The liability for violation of insider trading bypassing the information in a quid pro quo arrangement cannot be avoided because it is the Company's property known to the person receiving such information. All the parties involved in such an illicit Act would be found guilty. The misappropriation theory is one of the parts of US laws. The theory states that information misappropriated or stolen by anyone from their employer and such information used to trade any stock, including both the employer's stock and the Company's competitor stocks, would amount to insider trading.
Supreme Court of the US, in the case of Dirks v. SEC (1984), held that tippees who receive the second-hand information are guilty if the court has reasonable ground to believe that the fiduciary duty was breached, which results in disclosing the tipper received confidential information and any personal benefit from such discloser. In order to expose the fraud, Dirks disclosed all the information, but he did not disclose such information for personal gains.
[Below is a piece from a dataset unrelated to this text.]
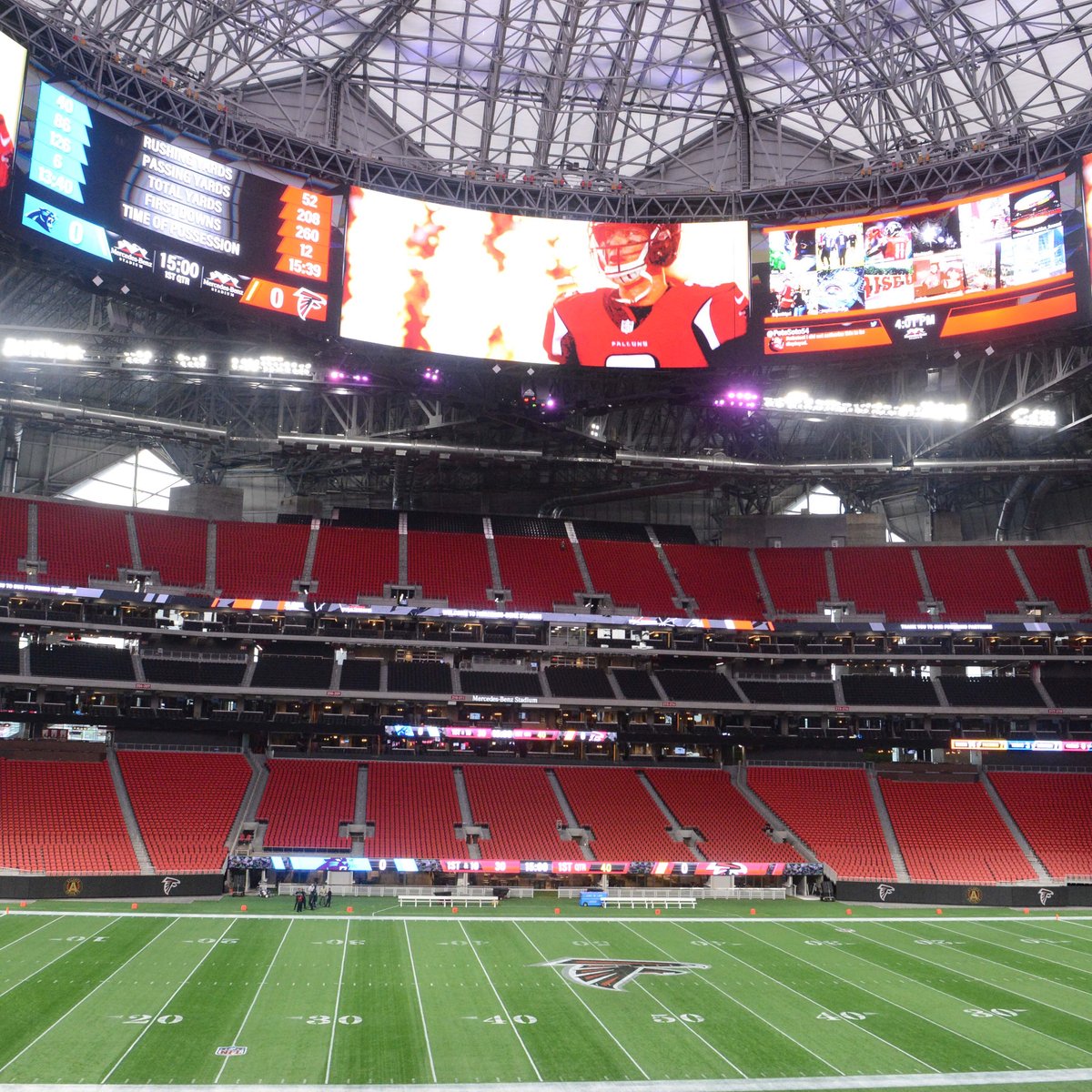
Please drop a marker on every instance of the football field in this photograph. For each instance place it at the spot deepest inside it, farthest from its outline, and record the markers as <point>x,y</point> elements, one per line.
<point>794,997</point>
Hence no one was liable for insider trading. The concept of constructive insiders was defined in this case. It includes all those who receive confidential information from a company while rending their service to the Company, such as lawyers, investment bankers, and others. Constructive insiders are also liable for insider trading if the reasonable ground can provide evidence that the Company expects the information to remain confidential, as they have fiduciary duties.
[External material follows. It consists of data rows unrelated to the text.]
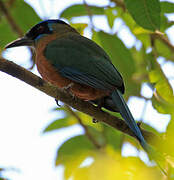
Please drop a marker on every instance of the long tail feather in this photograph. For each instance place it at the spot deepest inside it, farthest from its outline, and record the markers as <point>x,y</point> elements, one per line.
<point>127,116</point>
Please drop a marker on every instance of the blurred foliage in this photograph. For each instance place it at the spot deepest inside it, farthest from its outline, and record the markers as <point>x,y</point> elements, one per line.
<point>147,22</point>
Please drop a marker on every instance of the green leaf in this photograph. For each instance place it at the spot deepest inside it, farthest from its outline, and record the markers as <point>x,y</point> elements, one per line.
<point>158,78</point>
<point>97,135</point>
<point>120,57</point>
<point>110,16</point>
<point>76,147</point>
<point>80,27</point>
<point>146,13</point>
<point>167,7</point>
<point>117,51</point>
<point>60,123</point>
<point>163,49</point>
<point>81,10</point>
<point>113,137</point>
<point>24,15</point>
<point>162,106</point>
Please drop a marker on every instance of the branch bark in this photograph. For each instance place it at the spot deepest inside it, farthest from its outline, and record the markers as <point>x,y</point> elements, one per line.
<point>28,77</point>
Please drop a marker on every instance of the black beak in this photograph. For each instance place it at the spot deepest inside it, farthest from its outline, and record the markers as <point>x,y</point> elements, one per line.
<point>24,41</point>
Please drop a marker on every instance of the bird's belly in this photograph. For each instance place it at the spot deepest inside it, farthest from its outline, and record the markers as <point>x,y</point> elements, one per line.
<point>50,74</point>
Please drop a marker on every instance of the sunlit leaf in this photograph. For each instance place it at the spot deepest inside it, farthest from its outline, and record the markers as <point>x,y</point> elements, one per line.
<point>167,7</point>
<point>113,137</point>
<point>110,16</point>
<point>73,148</point>
<point>81,10</point>
<point>146,13</point>
<point>24,15</point>
<point>163,49</point>
<point>114,167</point>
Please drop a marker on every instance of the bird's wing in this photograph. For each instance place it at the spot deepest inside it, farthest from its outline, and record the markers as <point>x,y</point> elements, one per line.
<point>83,62</point>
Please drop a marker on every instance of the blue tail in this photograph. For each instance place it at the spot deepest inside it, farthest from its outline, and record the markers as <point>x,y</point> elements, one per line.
<point>127,116</point>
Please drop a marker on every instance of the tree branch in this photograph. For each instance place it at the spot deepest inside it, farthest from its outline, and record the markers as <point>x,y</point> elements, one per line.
<point>28,77</point>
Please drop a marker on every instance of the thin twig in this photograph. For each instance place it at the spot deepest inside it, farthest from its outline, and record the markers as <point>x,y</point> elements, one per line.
<point>120,3</point>
<point>90,137</point>
<point>28,77</point>
<point>10,19</point>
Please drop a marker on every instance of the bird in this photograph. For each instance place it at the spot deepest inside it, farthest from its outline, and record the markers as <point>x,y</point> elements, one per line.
<point>67,59</point>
In India, the 2002 regulation bill have further enriched the 1992 regulations and elongated the list of person who will be considered the insiders. Insider trading by directors, employees, partners, etc., has to be precluded by specific guidelines and policies that all the listed companies and other entities have to frame. It was tough to enforce the legislation related to insider trading because of ineffective legislation that has impacted the security market. The low enforcement rates and few convictions against insiders can be described as ineffectiveness. When the task related to administrating the law, it is evident that the SEBI, which has bestowed wide-ranging power, failed. International importance was provided for policing insider trading as overseas regulators endeavours to heft the confidence of domestic investors and draw the interest of the international investment community. Special courts can be constituted for the effective and efficient disposal of cases.